Çocuk anne-babasından pahalı
oyuncaklar istemez
Baştaki sorumuzu cevaplamamız gerekirse çocuk annebabasından
pahalı oyuncaklar istemez. Çocuk sadece
bir şey üretebileceği, tasarlayabileceği, beğenmediğinde
değiştirebileceği, bir şey ortaya koymayı kendine dert edineceği
ortamlar ister. Bugün kullandığımız birçok bilişim ürününün ilk
çıkış noktasının ABD’deki evlerin garajlarının olması rastlantı
değildir.

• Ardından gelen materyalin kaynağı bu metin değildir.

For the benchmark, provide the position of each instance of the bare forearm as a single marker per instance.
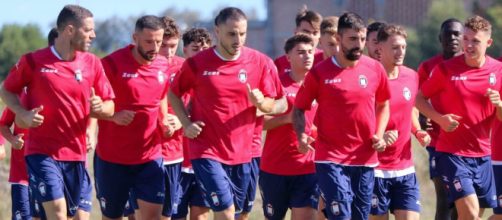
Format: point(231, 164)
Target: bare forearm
point(382, 117)
point(179, 109)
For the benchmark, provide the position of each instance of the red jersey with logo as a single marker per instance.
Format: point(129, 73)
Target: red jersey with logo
point(220, 100)
point(424, 72)
point(404, 90)
point(280, 153)
point(462, 91)
point(138, 88)
point(63, 88)
point(18, 172)
point(172, 147)
point(345, 118)
point(283, 65)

Evini temizleyen anne çocuğuna “git ne yapacaksan
garajda yap, orayı dağıt” dediğinde aslında evladına en büyük
iyiliği yapmış olur, çünkü orası özellikle ergenler için işe yaramaz
diye atılan materyallerin bulunduğu yapıp-bozma, kırıp-dökme,
beğenmeyip değiştirme ve yaratıcı zekayı sonuna kadar zorlama
imkanı veren bir tür “sahildeki kumdur!” 10’lu yaşlarındaki Bill
Gates’in, Steve Jobs’un, Marc Zuckerberg’in veya Elon Musk’ın
anne-babaları garajda veya bilgisayar başındaki çocuklarının
oynadıklarını ve hatta haytalık yaptıklarını düşünüyordu ama
o çocuklar o yaşlarda kazandıkları “yapabilme” farkındalığı ve
becerisi sayesinde büyüdüklerinde tarihin akışını değiştiren
işlere imza attılar.
Unutmayın, çocuklarımızın pahalı oyuncaklardan önce özgürce
kendilerini ifade edebilecekleri, hayallerini ete-kemiğe büründürebilecekleri,
aynaya baktıklarında kendi kendilerine “aferin sana”
diyerek özsaygılarını artırabilecekleri ortam ve araç-gereçlere
ihtiyacı bulunmaktadır. Onları mutlu eden budur.